Of course, that obscurity might have something to do with the fact that Bucciali wasn’t even a carmaker. Not really, anyway. Brothers Angelo and Paul-Albert Bucciali displayed their cars at the Paris Salon during the late 1920s–30s, but the cars were mainly a showcase for Bucciali’s patented pieces of drivetrain technology. That drivetrain was front-wheel drive, which Bucciali showed off on its stand in Paris in 1926, several years before either the Cord L-29 or Citroën Traction Avant and decades before front-drivers came to dominate our roadways.
The Bucciali brothers reused chassis and swapped out parts, so it isn’t exactly clear how many complete automobiles they made, but the car offered by Bonhams is a one-off nicknamed “La Marie,” featuring a unique four-speed transaxle and four-wheel independent suspension.
Since Bucciali’s main aim was to perfect its front-wheel-drive system and license it to other manufacturers, the brothers took a trip to the U.S. with the car to meet execs at most of the top American carmakers of the day. Willys apparently took extensive notes on the design but didn’t sign a deal. Years later, when Paul-Albert Bucciali noticed some striking similarities between his design and that of the original military Jeep, he sued for patent infringement but lost the case. The only American company to actually sign anything was Peerless, and Peerless was soon to go bust thanks to the Great Depression.

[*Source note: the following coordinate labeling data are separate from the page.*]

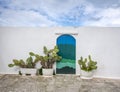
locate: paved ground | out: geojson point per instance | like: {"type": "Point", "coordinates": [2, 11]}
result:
{"type": "Point", "coordinates": [58, 83]}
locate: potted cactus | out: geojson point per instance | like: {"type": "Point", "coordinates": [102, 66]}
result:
{"type": "Point", "coordinates": [26, 67]}
{"type": "Point", "coordinates": [47, 61]}
{"type": "Point", "coordinates": [87, 67]}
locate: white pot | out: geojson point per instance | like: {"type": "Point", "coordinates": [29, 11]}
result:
{"type": "Point", "coordinates": [47, 72]}
{"type": "Point", "coordinates": [31, 71]}
{"type": "Point", "coordinates": [86, 75]}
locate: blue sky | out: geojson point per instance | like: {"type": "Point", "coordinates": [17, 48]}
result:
{"type": "Point", "coordinates": [47, 13]}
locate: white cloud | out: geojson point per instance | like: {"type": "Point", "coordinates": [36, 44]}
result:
{"type": "Point", "coordinates": [59, 13]}
{"type": "Point", "coordinates": [24, 18]}
{"type": "Point", "coordinates": [107, 17]}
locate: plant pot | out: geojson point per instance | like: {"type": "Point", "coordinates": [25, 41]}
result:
{"type": "Point", "coordinates": [86, 74]}
{"type": "Point", "coordinates": [31, 71]}
{"type": "Point", "coordinates": [47, 72]}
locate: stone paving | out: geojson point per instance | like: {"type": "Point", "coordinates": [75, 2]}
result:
{"type": "Point", "coordinates": [57, 83]}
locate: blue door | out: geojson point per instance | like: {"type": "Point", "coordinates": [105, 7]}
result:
{"type": "Point", "coordinates": [67, 46]}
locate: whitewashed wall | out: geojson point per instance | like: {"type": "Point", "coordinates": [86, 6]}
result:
{"type": "Point", "coordinates": [102, 43]}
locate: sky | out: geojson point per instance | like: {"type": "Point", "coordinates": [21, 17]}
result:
{"type": "Point", "coordinates": [52, 13]}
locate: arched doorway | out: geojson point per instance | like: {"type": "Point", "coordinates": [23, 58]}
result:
{"type": "Point", "coordinates": [67, 46]}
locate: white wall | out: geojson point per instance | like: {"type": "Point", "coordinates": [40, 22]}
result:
{"type": "Point", "coordinates": [102, 43]}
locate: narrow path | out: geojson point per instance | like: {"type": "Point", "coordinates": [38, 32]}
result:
{"type": "Point", "coordinates": [57, 83]}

La Marie was also shown at the New York, Chicago, and Paris shows. It wore several different bodies on the show stand and during its tour of America, but after 1931 the bare chassis went into storage and Bucciali stopped building show cars after 1933. It was restored in the ’70s and fitted with a Saoutchik body that had previously been on a Mercedes. The last record we can find of a Bucciali at auction was at the Christie’s Pebble Beach auction way back in 1997, and that car didn’t sell.
Gooding & Company, Lot 11
Estimate: $125,000 – $150,000
Rinspeed is a Swiss company founded in the late 1970s by Frank Rinderkecht, and over the past 40-plus years it has built nothing but absolutely outrageous cars, ranging from a utility vehicle with an actual crane in the back to a fully functional Lotus Elise–based electric submarine. Rinspeeds are frequently highlights of the Geneva Motor Show and some of them are just too wacky for words, so after this article you should fire up your Google image search, type in Rinspeed, and prepare to go nuts.
Some of Rinspeed’s more down-to-earth (but still mental) designs are Porsche-based. An early one called the 939 was a flat-nosed convertible based on the 930 Turbo, which came out several years before Porsche sold an open-top 930 of its own. Rinspeed then followed up with this even crazier 969. With flared rear haunches and side strakes, it looks like the love child of a 911 and a Ferrari Testarossa. If you like ’80s gadgetry, don’t miss the interior. The buttons for the power seats are huge and the Pioneer audio system is gigantic, but the best part is that there’s a remote control set into the steering wheel.